Семейные вечера в центре этого чужого Парижа, такого холодного и суматошного, в этой квартире, которая не принадлежала им, как, впрочем, ничто и никогда, где бы они ни жили: ни книги, ни вещи, ни портреты, что были куплены оптом и вскоре покрывались слоем пыли под скудным желтым светом люстр, половина лампочек в которых давно перегорела... В вазах погибали розы, о которых никто не заботился. В углу за кружевными порванными занавесками, купленными по тысяче франков за метр и прожженными сигаретами по краям, стояло пианино, крышку которого никто никогда не поднимал. На ковре лежал пепел. Слуги молча, с презрительным видом сервировали кофе на краю письменного стола и исчезали с кислыми улыбками на лицах, осуждая в душе этих «полоумных иностранцев». Элен и в голову не приходило, что она сама может привнести немного порядка и гармонии в их домашнюю жизнь. Слишком привыкла она кочевать с места на место, чтобы научиться считать мебель и окружавшие ее предметы своими; все, вплоть до обоев и книг, внушало ей чувство неприязни и отвращения.
«Какой толк?.. — думала она. — Как только я привыкну к чему-нибудь, непременно придется уезжать...»
Когда Кароль выигрывал в клубе, он шутил и веселился, точно ребенок. Он принимался вспоминать свое вольное нищее детство, а Элен принимала его рассказы так близко к сердцу, будто сама все это пережила.

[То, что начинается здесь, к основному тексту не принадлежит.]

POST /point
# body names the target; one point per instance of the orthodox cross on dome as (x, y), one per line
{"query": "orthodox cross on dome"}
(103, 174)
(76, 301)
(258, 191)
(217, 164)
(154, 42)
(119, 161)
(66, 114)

Она закрывала глаза и представляла, что это она живет среди грязных улиц, играет в пыли, спит в торговой лавке родителей, где, по рассказам отца, зимой на ночь ставили на окно свечку, чтобы растопить на нем лед.
Белла была слишком раздражена, чтобы сидеть без дела, но, поскольку ее руки никогда не были заняты ничем полезным, она распарывала платья, которые ей доставили утром; они были от Шанель и Пату; к вечеру от них оставалась лишь куча вышитых лоскутов.
Она не замечала взгляда Макса, прикованного к Элен. Не слышала его дрожащего голоса, не настораживалась, когда на его лице проскальзывало выражение странной нежности, когда при случайном прикосновении к обнаженному плечу Элен по его руке проходила легкая дрожь. Для нее Элен оставалась и останется девчонкой до конца жизни.